Ausmaß unklar: Die vorgeschriebenen Sicherheitsmaßnahmen
Das Gesetz schreibt drei Maßnahmenpakete vor:
- Schutz vor unerlaubtem Zugriff
- Schutz von personenbezogenen Daten
- Schutz vor Störungen von außen
Wie diese Maßnahmen technisch umzusetzen sind, schreibt das Gesetz nicht vor. Die Gesetzesbegründung erklärt nur sehr allgemein, was unter den einzelnen Maßnahmen zu verstehen ist.
Unter den “Schutz vor unerlaubtem Zugriff” (§ 13 Abs. 7 Nr. 1 TMG) fallen allgemein Maßnahmen, die Server und Anwendungen nach außen absichern. Ziel ist ausweislich der Gesetzesbegründung hier insbesondere die Verhinderung von sog. Drive-by Downloads, d.h. Manipulationen einer eigentlich seriösen Webseite, die bei Besuchern ohne deren weiteres Zutun Schadsoftware installieren.
Hiervor können beispielsweise Firewalls schützen. Konkret gibt die Gesetzesbegründung aber auch das regelmäßige Einspielen von Updates vor. Innerhalb welcher Reaktionszeiten Updates eingespielt werden müssen, sagt das Gesetz allerdings nicht. Einigermaßen realitätsfern ist die Gesetzesbegründung auch mit der Annahme, der Betreiber einer einzelnen (kleinen) Webseite könne einem großen Werbenetzwerk ja einfach vertraglich konkrete Sicherheitsanforderungen auferlegen (BT-Drs. 643/14, S. 50).
Unter den “Schutz von personenbezogenen Daten” (§ 13 Abs. 7 Nr. 2 a) TMG) fallen vor allem Verschlüsselungsmechanismen. Das stellt auch das Gesetz ausdrücklich klar (§ 13 Abs. 7 Satz 3 TMG). Gemeint ist damit vermutlich vor allem Transportverschlüsselung, d.h. TLS/SSL. Zwar lässt das Gesetz auch andere Maßnahmen als Transportverschlüsselung zu, letztlich läuft die neue Regelung aber auf eine allgemeine Verschlüsselungspflicht für geschäftsmäßige Online-Services hinaus. Zu beachten ist dabei auch, dass die Verschlüsselung “als sicher anerkannt” sein muss. Orientierung können dafür die Richtlinien vom Bundesamt für Sicherheit in der Informationstechnik (BSI) sein. In jedem Fall dürfen aber keine Methoden eingesetzt werden, die bereits als unsicher bekannt sind.

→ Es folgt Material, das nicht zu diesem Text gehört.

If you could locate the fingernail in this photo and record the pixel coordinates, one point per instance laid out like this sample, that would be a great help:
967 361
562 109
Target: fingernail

Unter “Schutz vor Störungen von außen” (§ 13 Abs. 7 Nr. 3 b) TMG) versteht das Gesetz offenbar Maßnahmen zur Abwehr von “Distributed Denial of Service”-Attacken (DDoS), also das gezielte Überlasten von Servern und Diensten. Wie genau man sich in der Praxis davor schützen soll, lässt das Gesetz offen. Hier wird sich in der Praxis zeigen müssen, welche Methoden sich als praktikabel erweisen und was genau das Gesetz tatsächlich von den Betreibern von Online-Services erwartet.
Alle Maßnahmen stehen unter dem Vorbehalt, dass sie “technisch möglich und wirtschaftlich zumutbar” sein müssen. Welcher Service welche genauen Maßnahmen umsetzen muss, hängt also sehr vom Einzelfall ab. Das ist einerseits eine gute Nachricht, weil das Gesetz keine unverhältnismäßigen Investitionen in die IT-Sicherheit erwartet. Andererseits lässt sich aber auch schwer einschätzen, wann welche genauen Maßnahmen ausreichend sind, um die Anforderungen des Gesetzes zu erfüllen. Die Gesetzesbegründung stellt auch nicht etwa auf das Verhältnis zwischen Aufwand für die Sicherungsmaßnahme und kommerziellem Erfolg oder Größe des Telemediums ab. Entscheidend soll vielmehr der „angestrebte Schutzzweck“ sein (BT-Drs. 643/14, S. 51).
Konsequenzen von Verstößen
Nach § 16 Abs. 2 Nr. 3 TMG kann ein Verstoß gegen § 13 Abs. 7 Nr. 1 und Nr. 2 a) TMG mit einem Bußgeld von bis zu 50.000 EUR geahndet werden.
Aufmerksame Leser werden bemerkt haben: § 13 Abs. 7 Nr. 2 b) TMG ist davon nicht erfasst. Wer also keine Maßnahmen gegen “Störungen von außen” – sprich DDoS – ergreift, hat kein Bußgeld zu erwarten.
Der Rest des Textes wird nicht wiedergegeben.